A war with Iran might not come right away, but if Flynn convinces Trump that regime change should be the goal of our policy it becomes much more likely in the future.
Iran flag

Christopher Fettweis reviews Flynn and Ledeen’s Field of Fight. Here he comments on their fixation on Iran:

Although regime change in Iran is the central goal of the global war on terror, Flynn and Ledeen do not advocate military action. Instead they believe that the task can be accomplished politically, by lending support to the internal Iranian opposition. The Soviet Union was brought down internally, after all, so why not Iran?

How exactly the United States could trigger the collapse of the Iranian regime without sparking a war is left to the imagination of the reader. Flynn and Ledeen are uninterested in details. Instead we are told that it would take only determination and courage to motivate the Iranian people to send the Mullahs into oblivion [bold mine-DL], without having to fire a shot.
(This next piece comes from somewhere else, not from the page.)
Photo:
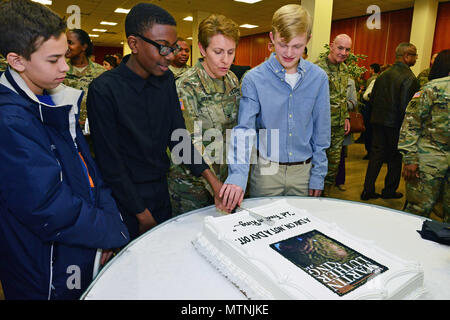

Failure to enable 2009’s “Green Revolution” is, by their estimation, one of President Obama’s many unforgivable decisions.

Even if it were desirable to destabilize yet another country in the region, this shows just how deluded Flynn and Ledeen are when it comes to achieving their goal of regime change. First, they assume that Iranians would cooperate in pursuing a goal that most of them don’t actually support. They mistakenly view the election protests of 2009-2010 as a movement aimed at overthrowing the regime, but it was something quite different and had the goal of reforming the existing system. Flynn and Ledeen fault the U.S. for not doing more to help that movement, but this wrongly assumes that the movement’s leaders wanted U.S. help (they didn’t) and that U.S. assistance would be useful to them (it wouldn’t have been). They assume they know what most Iranians want, but ignore their enduring resentment against foreign interference in their politics generally and hostility to American interference in particular. They also make a typical hawkish mistake in both grossly exaggerating the threat from a foreign regime and assuming that eliminating that threat will be easy and cheap. This is all consistent with the shoddy analysis we have seen from other parts of their book, and it confirms that Trump is going to be getting some very bad advice from his top security adviser.

In addition to all of their errors of analysis, Flynn and Ledeen have the wrong goal. If the U.S. tried to do what Flynn and Ledeen want, it would increase regional tensions and hurt the Iranian opposition. Neither the U.S. nor most Iranians would benefit from this, but it would strengthen the hand of regime hard-liners. It would give those hard-liners a ready-made excuse for increased repression, and would increase the likelihood of armed conflict over the longer term. When our government has made regime change in another country the official policy in the past, it has usually not been long before force is used to achieve it. A war with Iran might not come right away, but if Flynn convinces Trump that regime change should be the goal of our policy it becomes much more likely in the future.